Affiliation:
1. Department of Medicine Manchester Royal Infirmary Manchester
Abstract
SUMMARYSeveral guidelines for the prevention and management of coronary heart disease (CHD) have been published. These generally recommend lipid‐lowering therapy in patients with and without established CHD on the basis of their low‐density lipoprotein cholesterol (LDL‐C) levels and, for cases without established CHD, their risk‐factor profile. Statins are the preferred lipid‐lowering agent for the prevention of CHD because of overwhelming clinical trial evidence that they can significantly reduce the occurrence of CHD mortality and morbidity. Despite the guidelines, only approximately one‐third of eligible patients receive lipid‐lowering therapy in clinical practice – even for secondary prevention of CHD – and many treated patients fail to achieve their target LDL‐C levels.
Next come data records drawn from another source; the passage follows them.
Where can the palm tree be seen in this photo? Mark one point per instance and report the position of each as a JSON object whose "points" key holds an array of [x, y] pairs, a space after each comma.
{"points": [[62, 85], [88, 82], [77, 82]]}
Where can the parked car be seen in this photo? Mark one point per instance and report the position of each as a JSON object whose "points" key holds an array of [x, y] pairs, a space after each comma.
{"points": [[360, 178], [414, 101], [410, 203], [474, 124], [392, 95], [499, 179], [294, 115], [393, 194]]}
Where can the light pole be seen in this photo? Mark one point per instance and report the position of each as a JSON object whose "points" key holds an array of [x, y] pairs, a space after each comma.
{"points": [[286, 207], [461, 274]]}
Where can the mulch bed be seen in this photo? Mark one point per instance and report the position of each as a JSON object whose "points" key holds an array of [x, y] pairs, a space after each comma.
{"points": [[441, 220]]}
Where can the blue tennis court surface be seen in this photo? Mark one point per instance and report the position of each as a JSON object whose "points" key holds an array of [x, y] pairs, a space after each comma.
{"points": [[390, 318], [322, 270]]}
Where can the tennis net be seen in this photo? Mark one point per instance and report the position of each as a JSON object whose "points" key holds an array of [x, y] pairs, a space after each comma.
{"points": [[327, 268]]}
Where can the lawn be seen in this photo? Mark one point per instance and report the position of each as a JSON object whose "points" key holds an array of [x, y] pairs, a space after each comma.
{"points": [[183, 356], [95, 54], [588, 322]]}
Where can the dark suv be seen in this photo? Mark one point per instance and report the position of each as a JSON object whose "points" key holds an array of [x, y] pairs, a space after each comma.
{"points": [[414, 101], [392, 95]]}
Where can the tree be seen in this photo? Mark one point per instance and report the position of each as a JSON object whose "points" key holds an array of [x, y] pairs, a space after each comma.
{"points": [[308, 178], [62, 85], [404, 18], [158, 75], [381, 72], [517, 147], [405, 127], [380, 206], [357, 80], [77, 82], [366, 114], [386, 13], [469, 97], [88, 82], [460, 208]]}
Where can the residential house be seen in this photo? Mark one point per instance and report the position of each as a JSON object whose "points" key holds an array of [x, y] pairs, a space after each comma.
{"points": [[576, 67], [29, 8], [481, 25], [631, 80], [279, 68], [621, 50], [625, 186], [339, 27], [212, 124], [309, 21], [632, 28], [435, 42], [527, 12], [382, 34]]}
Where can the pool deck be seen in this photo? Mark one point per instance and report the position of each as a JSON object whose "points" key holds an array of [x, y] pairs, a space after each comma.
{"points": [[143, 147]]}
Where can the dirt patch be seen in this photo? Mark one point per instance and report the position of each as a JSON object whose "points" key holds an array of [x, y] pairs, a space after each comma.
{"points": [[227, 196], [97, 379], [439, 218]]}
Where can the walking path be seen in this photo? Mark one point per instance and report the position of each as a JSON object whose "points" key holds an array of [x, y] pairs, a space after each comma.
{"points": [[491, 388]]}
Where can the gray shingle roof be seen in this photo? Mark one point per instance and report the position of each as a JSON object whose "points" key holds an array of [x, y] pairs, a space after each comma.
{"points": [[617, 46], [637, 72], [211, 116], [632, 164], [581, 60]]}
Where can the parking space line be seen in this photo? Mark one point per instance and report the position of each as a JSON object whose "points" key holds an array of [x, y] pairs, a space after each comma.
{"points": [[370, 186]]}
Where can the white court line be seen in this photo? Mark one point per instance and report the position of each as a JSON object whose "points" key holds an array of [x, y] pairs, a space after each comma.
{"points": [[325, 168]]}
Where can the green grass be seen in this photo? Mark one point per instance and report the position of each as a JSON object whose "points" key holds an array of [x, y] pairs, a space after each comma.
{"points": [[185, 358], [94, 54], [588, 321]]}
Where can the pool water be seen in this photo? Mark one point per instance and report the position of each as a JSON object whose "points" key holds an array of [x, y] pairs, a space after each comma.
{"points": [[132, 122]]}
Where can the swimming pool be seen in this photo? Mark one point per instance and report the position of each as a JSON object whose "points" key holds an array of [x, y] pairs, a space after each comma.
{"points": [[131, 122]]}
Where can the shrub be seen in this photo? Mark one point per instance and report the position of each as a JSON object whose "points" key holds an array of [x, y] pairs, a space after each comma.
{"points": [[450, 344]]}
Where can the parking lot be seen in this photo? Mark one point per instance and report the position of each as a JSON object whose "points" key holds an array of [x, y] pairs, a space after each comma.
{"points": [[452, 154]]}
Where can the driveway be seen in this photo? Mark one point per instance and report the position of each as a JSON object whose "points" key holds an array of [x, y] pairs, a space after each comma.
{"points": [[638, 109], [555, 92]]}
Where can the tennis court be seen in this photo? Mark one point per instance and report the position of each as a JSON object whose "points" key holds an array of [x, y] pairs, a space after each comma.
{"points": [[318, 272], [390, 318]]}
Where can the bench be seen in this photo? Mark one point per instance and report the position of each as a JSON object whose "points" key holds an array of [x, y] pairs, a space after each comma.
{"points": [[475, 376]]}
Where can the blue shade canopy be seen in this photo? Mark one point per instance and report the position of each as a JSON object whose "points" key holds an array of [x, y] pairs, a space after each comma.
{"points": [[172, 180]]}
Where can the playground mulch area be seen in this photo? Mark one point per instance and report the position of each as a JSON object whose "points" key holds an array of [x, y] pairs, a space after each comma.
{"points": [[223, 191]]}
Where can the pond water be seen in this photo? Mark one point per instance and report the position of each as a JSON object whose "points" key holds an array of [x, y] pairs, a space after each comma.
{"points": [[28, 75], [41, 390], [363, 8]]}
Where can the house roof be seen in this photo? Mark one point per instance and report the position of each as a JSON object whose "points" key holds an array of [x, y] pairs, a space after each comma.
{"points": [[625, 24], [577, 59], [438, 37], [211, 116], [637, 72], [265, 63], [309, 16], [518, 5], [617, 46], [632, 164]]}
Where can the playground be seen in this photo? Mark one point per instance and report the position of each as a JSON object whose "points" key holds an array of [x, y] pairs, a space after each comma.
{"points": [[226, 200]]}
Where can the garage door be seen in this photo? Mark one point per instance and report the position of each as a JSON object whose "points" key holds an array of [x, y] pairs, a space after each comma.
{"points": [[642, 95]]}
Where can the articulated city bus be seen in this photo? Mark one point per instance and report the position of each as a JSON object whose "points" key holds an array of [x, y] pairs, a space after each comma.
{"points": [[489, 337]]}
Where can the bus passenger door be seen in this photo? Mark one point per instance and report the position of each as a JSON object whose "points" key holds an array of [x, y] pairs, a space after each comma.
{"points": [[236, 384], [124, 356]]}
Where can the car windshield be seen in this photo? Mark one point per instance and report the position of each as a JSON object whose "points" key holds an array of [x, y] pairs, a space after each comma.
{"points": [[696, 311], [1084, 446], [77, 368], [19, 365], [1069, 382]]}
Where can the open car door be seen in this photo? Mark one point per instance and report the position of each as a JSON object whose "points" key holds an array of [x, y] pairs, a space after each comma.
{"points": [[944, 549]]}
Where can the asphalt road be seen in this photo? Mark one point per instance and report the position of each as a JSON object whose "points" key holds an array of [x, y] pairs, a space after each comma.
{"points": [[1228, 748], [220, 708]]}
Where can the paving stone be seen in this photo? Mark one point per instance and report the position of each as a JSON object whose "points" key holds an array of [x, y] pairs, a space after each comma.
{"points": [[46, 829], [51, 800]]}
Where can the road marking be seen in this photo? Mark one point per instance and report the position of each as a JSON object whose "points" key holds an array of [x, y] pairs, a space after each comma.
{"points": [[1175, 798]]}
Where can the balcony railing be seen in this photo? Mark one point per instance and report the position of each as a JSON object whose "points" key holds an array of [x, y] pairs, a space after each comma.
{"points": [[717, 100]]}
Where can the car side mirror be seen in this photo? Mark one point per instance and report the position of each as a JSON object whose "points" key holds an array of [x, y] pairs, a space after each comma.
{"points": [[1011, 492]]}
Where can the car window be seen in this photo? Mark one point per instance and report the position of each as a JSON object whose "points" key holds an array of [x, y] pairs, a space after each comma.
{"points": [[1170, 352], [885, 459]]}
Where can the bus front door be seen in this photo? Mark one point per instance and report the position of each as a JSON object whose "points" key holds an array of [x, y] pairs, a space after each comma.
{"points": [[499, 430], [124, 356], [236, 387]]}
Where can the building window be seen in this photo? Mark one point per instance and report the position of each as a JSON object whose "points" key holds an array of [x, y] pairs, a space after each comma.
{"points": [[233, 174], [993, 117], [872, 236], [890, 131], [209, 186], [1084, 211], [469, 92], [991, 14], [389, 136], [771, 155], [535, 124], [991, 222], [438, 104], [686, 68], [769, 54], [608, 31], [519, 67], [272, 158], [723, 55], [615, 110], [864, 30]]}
This underuse must affect patients' clinical outcome and quality of life and has economic consequences for society. Reasons for the underuse may include physicians' and patients' attitudes and knowledge, and the perceptions of physicians and healthcare purchasers about economic factors. Health economic evaluations have confirmed that secondary prevention with statins is cost‐effective, and that primary prevention is also reasonably cost‐effective, depending on the absolute CHD risks in targeted individuals. Newer statins with greater efficacy in reducing LDL‐C levels may allow patients to reach target levels more quickly and without the need for dose titration, thus improving clinical outcomes and being more cost‐effective in the long term. This proposition should be tested in future clinical trials.